Now Zhu inspects the large immaculate kitchen. Chong’s sideboard is stacke
d with zucchini and yellow squash, Roma tomatoes, sacks of every kind of dried noodle known to North Beach, casks of olive oil, salmon and crabs dripping with bay water, a saddle of veal, a side of beef, fat garlic bulbs, bunches of scallions, bouquets of oregano and basil fresh from the farms in Cow Hollow, wheels of Parmesan cheese. Chong can cook anything, French or otherwise. He’d be a celebrity chef in Zhu’s Now.
She goes to the parlor, dreading what she’ll see. She hears tinny chords from the calliope, but everything else is still and deserted. Not much business this time of day. Stale tobacco smoke clogs the room. She wrinkles her nose at the stink of spilled booze mingled with the animal scent of sweat and semen. The spittoons are spattered and slick, the ashtrays overflowing.
Another busy night, apparently, and no one has freshened the place up.

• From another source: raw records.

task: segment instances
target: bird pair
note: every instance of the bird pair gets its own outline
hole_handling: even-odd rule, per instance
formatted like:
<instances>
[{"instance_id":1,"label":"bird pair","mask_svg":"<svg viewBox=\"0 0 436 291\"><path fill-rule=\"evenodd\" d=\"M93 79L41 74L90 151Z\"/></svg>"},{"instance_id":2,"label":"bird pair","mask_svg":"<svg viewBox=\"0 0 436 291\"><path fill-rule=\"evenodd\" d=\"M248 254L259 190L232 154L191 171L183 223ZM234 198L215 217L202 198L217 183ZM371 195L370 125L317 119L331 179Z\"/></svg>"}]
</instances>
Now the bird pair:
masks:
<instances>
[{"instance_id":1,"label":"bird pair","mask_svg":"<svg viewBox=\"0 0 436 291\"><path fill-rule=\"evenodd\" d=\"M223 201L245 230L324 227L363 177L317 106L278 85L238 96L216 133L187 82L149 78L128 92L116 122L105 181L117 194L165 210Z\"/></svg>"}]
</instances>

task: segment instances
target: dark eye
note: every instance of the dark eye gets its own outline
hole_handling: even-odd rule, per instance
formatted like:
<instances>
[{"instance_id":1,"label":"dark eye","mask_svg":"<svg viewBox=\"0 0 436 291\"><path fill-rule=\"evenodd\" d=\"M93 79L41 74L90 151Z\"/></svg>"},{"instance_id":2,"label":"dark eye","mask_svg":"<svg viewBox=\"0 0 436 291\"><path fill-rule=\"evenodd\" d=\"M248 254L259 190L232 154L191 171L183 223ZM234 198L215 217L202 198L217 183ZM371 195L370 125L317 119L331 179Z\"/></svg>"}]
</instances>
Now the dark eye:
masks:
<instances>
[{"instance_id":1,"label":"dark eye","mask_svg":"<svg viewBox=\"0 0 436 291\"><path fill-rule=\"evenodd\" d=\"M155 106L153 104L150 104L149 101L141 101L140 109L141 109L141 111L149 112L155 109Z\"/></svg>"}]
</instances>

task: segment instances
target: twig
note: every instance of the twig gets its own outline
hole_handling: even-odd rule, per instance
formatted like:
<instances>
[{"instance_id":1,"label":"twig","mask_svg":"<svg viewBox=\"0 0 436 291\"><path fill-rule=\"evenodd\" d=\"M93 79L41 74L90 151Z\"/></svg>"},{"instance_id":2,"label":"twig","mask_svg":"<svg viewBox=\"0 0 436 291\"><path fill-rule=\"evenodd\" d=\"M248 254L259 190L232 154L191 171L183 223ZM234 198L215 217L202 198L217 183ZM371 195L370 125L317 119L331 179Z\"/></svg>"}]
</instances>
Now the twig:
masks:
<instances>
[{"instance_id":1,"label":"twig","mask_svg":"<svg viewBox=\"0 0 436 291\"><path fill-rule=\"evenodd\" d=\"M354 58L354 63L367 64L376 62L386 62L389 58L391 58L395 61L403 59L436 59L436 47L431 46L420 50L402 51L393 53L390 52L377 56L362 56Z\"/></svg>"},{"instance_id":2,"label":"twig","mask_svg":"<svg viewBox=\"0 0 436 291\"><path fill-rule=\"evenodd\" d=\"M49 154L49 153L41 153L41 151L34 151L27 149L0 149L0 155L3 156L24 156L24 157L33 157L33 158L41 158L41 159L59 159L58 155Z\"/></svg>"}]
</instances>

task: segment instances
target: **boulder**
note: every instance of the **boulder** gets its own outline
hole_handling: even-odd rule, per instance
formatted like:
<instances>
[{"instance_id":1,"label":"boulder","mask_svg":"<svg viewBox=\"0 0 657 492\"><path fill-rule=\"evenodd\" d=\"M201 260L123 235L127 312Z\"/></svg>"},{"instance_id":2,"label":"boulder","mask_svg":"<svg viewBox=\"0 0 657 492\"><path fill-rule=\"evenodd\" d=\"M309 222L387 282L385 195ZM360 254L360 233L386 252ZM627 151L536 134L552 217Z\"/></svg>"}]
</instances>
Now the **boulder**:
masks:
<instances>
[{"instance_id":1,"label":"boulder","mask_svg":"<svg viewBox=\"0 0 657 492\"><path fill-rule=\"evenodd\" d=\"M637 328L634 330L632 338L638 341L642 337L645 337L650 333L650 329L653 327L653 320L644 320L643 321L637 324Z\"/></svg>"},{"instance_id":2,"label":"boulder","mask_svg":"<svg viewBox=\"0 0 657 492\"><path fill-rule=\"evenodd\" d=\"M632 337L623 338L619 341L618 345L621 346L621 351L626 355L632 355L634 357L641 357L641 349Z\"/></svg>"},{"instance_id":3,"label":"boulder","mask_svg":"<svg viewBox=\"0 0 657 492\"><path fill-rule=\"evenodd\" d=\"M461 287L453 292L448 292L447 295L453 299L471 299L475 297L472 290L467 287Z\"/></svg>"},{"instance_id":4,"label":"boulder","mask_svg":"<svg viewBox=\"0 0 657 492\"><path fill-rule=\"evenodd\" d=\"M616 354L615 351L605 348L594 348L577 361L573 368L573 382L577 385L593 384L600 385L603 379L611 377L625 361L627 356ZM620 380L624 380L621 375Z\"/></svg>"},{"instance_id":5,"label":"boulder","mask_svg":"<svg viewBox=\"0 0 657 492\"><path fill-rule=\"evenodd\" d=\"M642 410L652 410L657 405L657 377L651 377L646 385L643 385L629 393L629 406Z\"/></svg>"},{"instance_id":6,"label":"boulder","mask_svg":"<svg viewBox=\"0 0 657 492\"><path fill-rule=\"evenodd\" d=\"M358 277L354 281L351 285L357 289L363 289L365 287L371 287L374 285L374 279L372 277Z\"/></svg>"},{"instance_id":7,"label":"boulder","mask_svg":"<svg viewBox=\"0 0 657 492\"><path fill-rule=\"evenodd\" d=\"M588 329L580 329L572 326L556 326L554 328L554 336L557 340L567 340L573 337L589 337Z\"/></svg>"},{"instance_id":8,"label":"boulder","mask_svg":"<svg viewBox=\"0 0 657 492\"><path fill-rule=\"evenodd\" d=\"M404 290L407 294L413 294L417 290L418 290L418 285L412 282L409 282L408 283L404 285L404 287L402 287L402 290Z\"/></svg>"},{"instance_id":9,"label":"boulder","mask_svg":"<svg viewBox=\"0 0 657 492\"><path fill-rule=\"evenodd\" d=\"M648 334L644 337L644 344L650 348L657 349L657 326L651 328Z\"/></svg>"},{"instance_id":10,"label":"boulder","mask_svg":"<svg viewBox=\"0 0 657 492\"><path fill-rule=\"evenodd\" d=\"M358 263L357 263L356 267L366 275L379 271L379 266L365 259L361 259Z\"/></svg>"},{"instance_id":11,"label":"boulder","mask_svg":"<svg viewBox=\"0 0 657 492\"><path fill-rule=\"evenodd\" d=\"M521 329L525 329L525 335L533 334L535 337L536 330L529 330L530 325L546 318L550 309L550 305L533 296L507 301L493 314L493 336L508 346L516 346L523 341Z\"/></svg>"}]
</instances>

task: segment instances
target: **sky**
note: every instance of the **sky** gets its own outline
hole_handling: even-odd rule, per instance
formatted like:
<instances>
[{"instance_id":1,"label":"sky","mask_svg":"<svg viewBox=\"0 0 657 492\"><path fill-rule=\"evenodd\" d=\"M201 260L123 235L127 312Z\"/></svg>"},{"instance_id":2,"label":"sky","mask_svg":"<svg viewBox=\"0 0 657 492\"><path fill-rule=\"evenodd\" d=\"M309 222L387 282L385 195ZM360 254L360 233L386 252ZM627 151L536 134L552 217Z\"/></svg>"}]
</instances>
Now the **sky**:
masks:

This is definitely not acceptable. Zhu storms down the hall to the bedroom where the parlor maid sleeps. The biz is the biz, as Jessie says. Zhu raps sharply on the door. “Myrtle.” Silence. “Myrtle?”
She tries the door, swings it open. A rustle of bedclothes, soft laughter. Myrtle is a black woman who trained for service at the Palace Hotel, but she’s much younger and wilder than Mariah. Zhu peers in. Myrtle is trying to hide another body on the bed beside her. Zhu doesn’t want to know and doesn’t much care.
“You’d better attend to the parlor before Miss Malone shows up,” Zhu says. “She’ll tan your hide.”
She doesn’t wait for Myrtle’s answer and returns to the parlor, fuming. Red velvet curtains are drawn over the windows, shielding all but a sliver of sunshine. The lamp with the scarlet shade is turned down low. The city has forbidden red lights over the doors of sporting houses, so Jessie—and every other madam in town—has resorted to placing the table lamp with its scarlet shade by the window and tossing lacy undergarments over the telegraph wires outside. The parlor has a tired, overused air, but at night it transforms itself into an opulent, dark scarlet cave. Gaslight is so much more flattering than sunshine or electricity.
“Hey, Miss Zhu,” says Li’l Lucy. She hunches at the calliope, staring at the keys as they automatically depress and spring back. Her fingers curl around jigger of whiskey. She raises the glass to her lips. “Drink?”